Yves Chaudouët
Je remonte
Le travail d’Yves Chaudouët se caractérise par l’extrême liberté des moyens qu’il utilise pour faire surgir dans l’espace des images inoubliables.
Que ce soit par l’écriture, la gravure, la photographie, il parvient à créer des univers singuliers aux ramifications hétérogènes puisant leurs sources aussi bien chez Herman Melville, Stéphane Mallarmé, John Cage que Paul Bley, pianiste aérien.
Dans ce vaste rhizome poétique, les figures sont suspendues, les paysages flottants, les architectures vrillées. Chacune d’entre elles semblent traverser le temps, défier l’espace. S’agirait-il de mondes entre deux eaux ?
C’est ce que pourrait suggérer l’exposition au titre énigmatique «Je remonte». Constituée de plusieurs ensembles en verre et cristal, elle offre au regard l’étrange population d’animaux sous-marins, habités d’infinitésimales pulsations électroniques, vivant dans le silence et l’opacité des profondeurs.
Anguilles, méduses, étoiles de mer, simplement posées au sol, accrochées dans l’espace, elles transforment les lieux en une sorte d’aquarium gigantesque incitant au calme, tant la menace de leur fragilité est perceptible. Aux limites du visible, ces sculptures recréent un univers parfois inquiétant, souvent étonnant, qui attire comme il repousse.
Présentées pour la première fois au Centre international d’art verrier de Meisenthal en Lorraine – formidable lieu de production de cristal ayant fermé il y a 15 ans et qui, depuis, a retrouvé toute sa vitalité par l’art et le design – ces sculptures avaient transformé l’ancienne usine en une épave sous-marine échouée au fond des sables.

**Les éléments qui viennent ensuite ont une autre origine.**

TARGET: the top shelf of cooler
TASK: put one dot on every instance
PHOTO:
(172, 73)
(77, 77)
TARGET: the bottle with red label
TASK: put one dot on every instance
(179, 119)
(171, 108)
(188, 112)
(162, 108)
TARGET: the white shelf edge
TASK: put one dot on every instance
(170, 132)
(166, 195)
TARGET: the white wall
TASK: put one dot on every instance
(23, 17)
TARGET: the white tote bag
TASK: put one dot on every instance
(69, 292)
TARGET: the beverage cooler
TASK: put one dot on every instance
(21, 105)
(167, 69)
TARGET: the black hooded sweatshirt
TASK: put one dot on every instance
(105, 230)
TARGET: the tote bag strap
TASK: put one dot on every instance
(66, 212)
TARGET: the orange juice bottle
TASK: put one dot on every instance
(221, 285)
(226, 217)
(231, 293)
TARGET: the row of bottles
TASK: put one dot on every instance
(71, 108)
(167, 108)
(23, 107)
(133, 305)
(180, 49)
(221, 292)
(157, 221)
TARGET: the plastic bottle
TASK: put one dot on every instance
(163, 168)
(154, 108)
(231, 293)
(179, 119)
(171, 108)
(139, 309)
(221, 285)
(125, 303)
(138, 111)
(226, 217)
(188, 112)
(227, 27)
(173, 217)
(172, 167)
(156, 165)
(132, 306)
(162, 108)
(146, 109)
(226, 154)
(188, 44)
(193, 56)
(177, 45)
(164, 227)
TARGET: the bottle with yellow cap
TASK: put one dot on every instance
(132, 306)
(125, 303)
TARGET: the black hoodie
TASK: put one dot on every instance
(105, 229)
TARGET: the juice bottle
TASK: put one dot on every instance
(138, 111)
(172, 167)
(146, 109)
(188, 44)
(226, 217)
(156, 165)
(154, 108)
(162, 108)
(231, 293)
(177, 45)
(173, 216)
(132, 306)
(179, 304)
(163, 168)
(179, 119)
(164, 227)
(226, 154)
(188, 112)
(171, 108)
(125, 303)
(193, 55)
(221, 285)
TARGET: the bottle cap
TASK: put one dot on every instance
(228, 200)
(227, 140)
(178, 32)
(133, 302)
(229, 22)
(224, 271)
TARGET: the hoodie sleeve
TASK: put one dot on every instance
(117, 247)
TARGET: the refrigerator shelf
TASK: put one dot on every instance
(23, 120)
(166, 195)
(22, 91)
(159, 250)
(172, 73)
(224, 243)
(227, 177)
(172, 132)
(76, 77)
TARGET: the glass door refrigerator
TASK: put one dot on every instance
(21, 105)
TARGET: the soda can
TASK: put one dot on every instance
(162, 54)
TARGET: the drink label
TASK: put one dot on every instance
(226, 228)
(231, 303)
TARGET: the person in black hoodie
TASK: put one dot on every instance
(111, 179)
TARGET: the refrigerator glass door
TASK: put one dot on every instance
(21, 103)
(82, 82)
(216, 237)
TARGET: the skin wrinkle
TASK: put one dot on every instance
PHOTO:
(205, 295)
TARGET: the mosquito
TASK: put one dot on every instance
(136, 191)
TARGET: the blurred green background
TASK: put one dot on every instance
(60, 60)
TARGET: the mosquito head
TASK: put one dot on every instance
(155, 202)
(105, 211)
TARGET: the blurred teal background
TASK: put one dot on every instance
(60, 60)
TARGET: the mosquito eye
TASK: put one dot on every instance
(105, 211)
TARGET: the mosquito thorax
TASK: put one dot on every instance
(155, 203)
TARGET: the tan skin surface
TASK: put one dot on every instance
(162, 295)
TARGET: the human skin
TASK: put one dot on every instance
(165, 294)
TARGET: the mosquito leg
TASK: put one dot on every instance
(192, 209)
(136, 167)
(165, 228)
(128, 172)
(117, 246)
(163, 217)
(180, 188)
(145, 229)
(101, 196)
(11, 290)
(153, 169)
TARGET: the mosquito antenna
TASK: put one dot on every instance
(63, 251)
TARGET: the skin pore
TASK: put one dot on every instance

Leur présentation dans le décor historique et enchanteur du château d’Oiron sera l’occasion de les admirer sous un autre angle: celui proposé par les objets merveilleux, tels qu’en possédaient les cabinets de la Renaissance autrefois, et comme, sans doute celui constitué par Claude Gouffier à Oiron au XVIe siècle.
Le château d’Oiron présente déjà des animaux bizarres. Entre le Pégase-Licorne de Thomas Grünfeld ou les Alebrijes de la famille Linares, le peuple des abysses d’Yves Chaudouët révélera l’outre-monde des profondeurs. Loin de toute spectacularité gratuite, dans leur élégance et leur raffinement, ces oeuvres témoignent de la capacité de l’art à exciter l’imaginaire et inviter à la rêverie.